Le chef militaire autoproclamé des anti-balaka défie la présidente centrafricaine de transition

La présidente centrafricaine de transition, Catherine Samba Panza, qui a succédé à Michel Djotodia, porté au pouvoir par la coalition rebelle de la Séléka, a tenu des propos très durs, le 12 février, aux côtés de Jean-Yves Le Drian, le ministre français de la Défense, au sujet des milices anti-balakas, lesquelles se livrent à de nombreux exactions visant en particulier les populations musulmanes du pays.

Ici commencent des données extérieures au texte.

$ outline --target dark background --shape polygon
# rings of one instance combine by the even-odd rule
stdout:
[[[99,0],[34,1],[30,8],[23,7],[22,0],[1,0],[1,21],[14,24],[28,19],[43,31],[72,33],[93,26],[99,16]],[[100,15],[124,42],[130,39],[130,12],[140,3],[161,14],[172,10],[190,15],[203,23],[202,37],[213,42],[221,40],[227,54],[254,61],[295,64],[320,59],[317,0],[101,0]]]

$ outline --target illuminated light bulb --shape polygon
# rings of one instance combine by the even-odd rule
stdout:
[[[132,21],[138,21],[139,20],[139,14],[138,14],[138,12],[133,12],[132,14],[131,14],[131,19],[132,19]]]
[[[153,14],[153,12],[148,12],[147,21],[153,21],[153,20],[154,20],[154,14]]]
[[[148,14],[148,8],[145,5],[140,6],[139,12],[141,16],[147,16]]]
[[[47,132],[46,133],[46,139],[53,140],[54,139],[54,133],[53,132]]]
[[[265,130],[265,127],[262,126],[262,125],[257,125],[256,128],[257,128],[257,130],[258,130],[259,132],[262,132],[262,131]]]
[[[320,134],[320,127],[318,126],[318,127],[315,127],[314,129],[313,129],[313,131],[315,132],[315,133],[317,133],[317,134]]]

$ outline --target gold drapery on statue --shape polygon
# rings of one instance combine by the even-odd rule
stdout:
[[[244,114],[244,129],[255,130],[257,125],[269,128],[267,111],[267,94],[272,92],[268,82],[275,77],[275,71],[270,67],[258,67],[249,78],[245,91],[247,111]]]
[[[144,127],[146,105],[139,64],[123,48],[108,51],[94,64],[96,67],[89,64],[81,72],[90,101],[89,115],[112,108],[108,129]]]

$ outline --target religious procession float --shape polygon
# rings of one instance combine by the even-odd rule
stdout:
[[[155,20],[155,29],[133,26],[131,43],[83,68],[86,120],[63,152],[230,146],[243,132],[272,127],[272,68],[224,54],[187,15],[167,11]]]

« Les anti-balaka, on va aller en guerre contre eux. (Ils) pensent que parce que je suis une femme je suis faible. Mais maintenant les anti-balaka qui voudront tuer seront traqués », a-t-elle ainsi affirmé. La veille, M. Le Drian avait évoqué la nécessité de faire respecter les résolutions des Nations unies, « au besoin par la force ». Et le chef de l’opération Sangaris, le général Soriano, n’avait pas mâché ses mots, quelques heures plus tôt, en qualifitant les miliciens de « hors-la-loi et de bandits », devenus « les principaux ennemis de la paix en Centrafrique ».

Ces propos n’ont pas manqué de faire réagir les chefs autoproclamés des milices anti-balaka, dont on ignore exactement l’organisation mais dont on suppose qu’elles sont infiltrées par d’anciens partisans de l’ex-président Bozizé (renversé en mars 2013 par la Séléka, ndlr). Rassemblés, le 13 février, dans leur fief du quartier de Boy-Rabe, au nord de Bangui, ils ont défié la présidente Samba Panza.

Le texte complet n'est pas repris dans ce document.